The emerging environmental complexities require project teams to consider using hybrid delivery methodologies instead of traditional uniform frameworks. Due to this diverse approach, projects might come across as linear at a high level, but they might demonstrate agility or LEAN traits such as continuous improvement or process value mapping when zoomed-in in particular areas or phases.
I argue that there are four main types of delivery frameworks suitable for any project or programme, which include a linear, predictable delivery model, one which focuses on agility and spontaneity, one which focuses on reducing loss, and one suite of strategic tools concentrated on defining the future state and then setting up the steps to transition to it.
I also argue that it is essential to pick the right tools and invest the right amount of effort selectively; otherwise, one may lose the ability to build sustainable competitive advantages or even deliver on time and within the budget.
This consideration is particularly relevant in long-term infrastructure programmes that span over ten years or more (i.e. the British-based Crossrail and HS2 programmes). One begs to differ that accurately planning ten years of significant projects is not possible; therefore, it might be that an oversimplified waterfall model is employed, while the programme team details each phase at the right time using a more dynamic approach. This limitation does not emerge from the planning departments being unable to create ten years-long work breakdown structures.

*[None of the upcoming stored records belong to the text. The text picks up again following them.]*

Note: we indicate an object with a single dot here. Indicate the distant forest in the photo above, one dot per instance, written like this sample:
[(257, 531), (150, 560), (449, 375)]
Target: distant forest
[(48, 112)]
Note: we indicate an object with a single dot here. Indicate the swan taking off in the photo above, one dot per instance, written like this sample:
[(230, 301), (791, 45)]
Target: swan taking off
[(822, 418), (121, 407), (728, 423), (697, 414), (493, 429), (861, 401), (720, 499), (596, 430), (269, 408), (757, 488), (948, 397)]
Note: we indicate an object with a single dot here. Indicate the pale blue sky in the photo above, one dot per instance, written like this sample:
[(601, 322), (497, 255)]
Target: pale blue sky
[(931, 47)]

But it is instead due to environmental forces likely to shift priorities during these ten years, i.e., the emergence of Hyperloop, which might make its competitors obsolete on the day of their launch.
There is much temptation to leverage parts of the Agile Scrum delivery framework in my work line due to the need to quickly set a delivery cadence and plan time-boxed intervals (which the tech-driven methodology calls sprints). However, the Agile integration is limited in most industries as it does not tap into the complete Agile Scrum toolkit, which is specific mainly for software houses and digital agencies.